(ran PC edition)
City commissioners on Tuesday night headed down a path toward enacting new fees a consultant said could add nearly $123 to each homeowner's annual tax bill to pay for fire protection and streetlights.
But commissioners said the new fees would spread costs more fairly to everyone and would lead to a lower property tax rate.
Commissioners unanimously approved on first reading an ordinance that would allow the city to impose the new fees. The ordinance still needs a second approval, then commissioners must hold a public hearing and vote to actually impose the fees.
With the prospect of a public hearing looming, consultant Camille Tharpe looked around commission chambers Tuesday and told commissioners, "This is not going to be a big enough place."
In coming weeks, commissioners will have to officially set the fees and determine if they will be spread to traditionally tax exempt properties, such as schools, churches, nonprofit agencies and Pasco County government buildings.
At least two commissioners, Bill Dennis and Hutch Brock, appeared to lean in favor of including all properties, and Mayor Scott Black noted the county apparently charges trash collection fees to everyone equally.
With the cost of fire services and streetlighting shared by everyone, property taxes could be lowered, commissioners said.
"I certainly would not want to go forward with this without that promise," Dennis said. "We have to agree as a City Commission we are going to lower the taxes."
Tharpe said Dade City, as a county seat, sees much of its property go untaxed.
"You're unbelieveably full of property that is off the tax rolls," Tharpe said. "More so than Tallahassee."
In proposed fire tax fees alone, the city would lose about 28 percent of the money it could raise by exempting government property, Tharpe said.
But she was less clear on how the city would collect from schools and other governments.
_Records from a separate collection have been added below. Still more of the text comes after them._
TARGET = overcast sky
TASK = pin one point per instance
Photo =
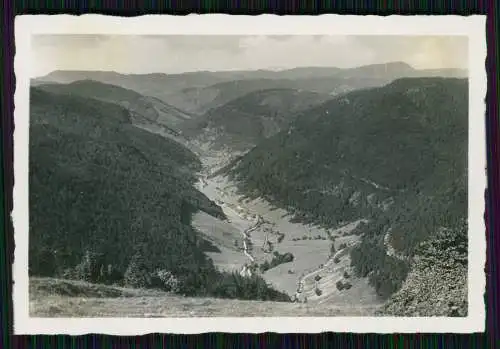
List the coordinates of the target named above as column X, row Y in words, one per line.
column 176, row 54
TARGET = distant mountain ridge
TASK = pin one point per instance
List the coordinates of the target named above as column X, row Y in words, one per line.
column 395, row 154
column 245, row 121
column 143, row 108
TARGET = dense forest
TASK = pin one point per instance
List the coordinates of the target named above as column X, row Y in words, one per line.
column 396, row 155
column 112, row 203
column 439, row 269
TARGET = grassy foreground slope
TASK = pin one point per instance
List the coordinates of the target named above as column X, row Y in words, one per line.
column 395, row 154
column 66, row 298
column 112, row 203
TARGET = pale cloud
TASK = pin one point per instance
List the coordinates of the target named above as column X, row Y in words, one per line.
column 175, row 54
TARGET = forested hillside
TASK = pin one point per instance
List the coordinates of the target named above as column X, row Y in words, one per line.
column 395, row 154
column 112, row 203
column 142, row 108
That might have to be negotiated, she said.
Local businessman Mike Agnello spoke against the idea.
"All of this hyperbole of a fee and a surcharge it's a tax," he said. "It's coming out of our pockets. Why not just call it what it is?"
According to a report by Tharpe's firm, Tallahassee-based Government Services Group, commissioners could opt for scenarios charging homeowners from $55 to $219 a year for fire protection. Her report on Tuesday suggested $90.
She also suggested anywhere from $32.93 to $48.53 a year for streetlights.
The cost for businesses would be set by square footage and the type of business, with no fee to exceed $50,000, she said.
If the commission moves quickly, bills for the second half of this fiscal year, which ends Sept. 30, could be in the mail by April 29.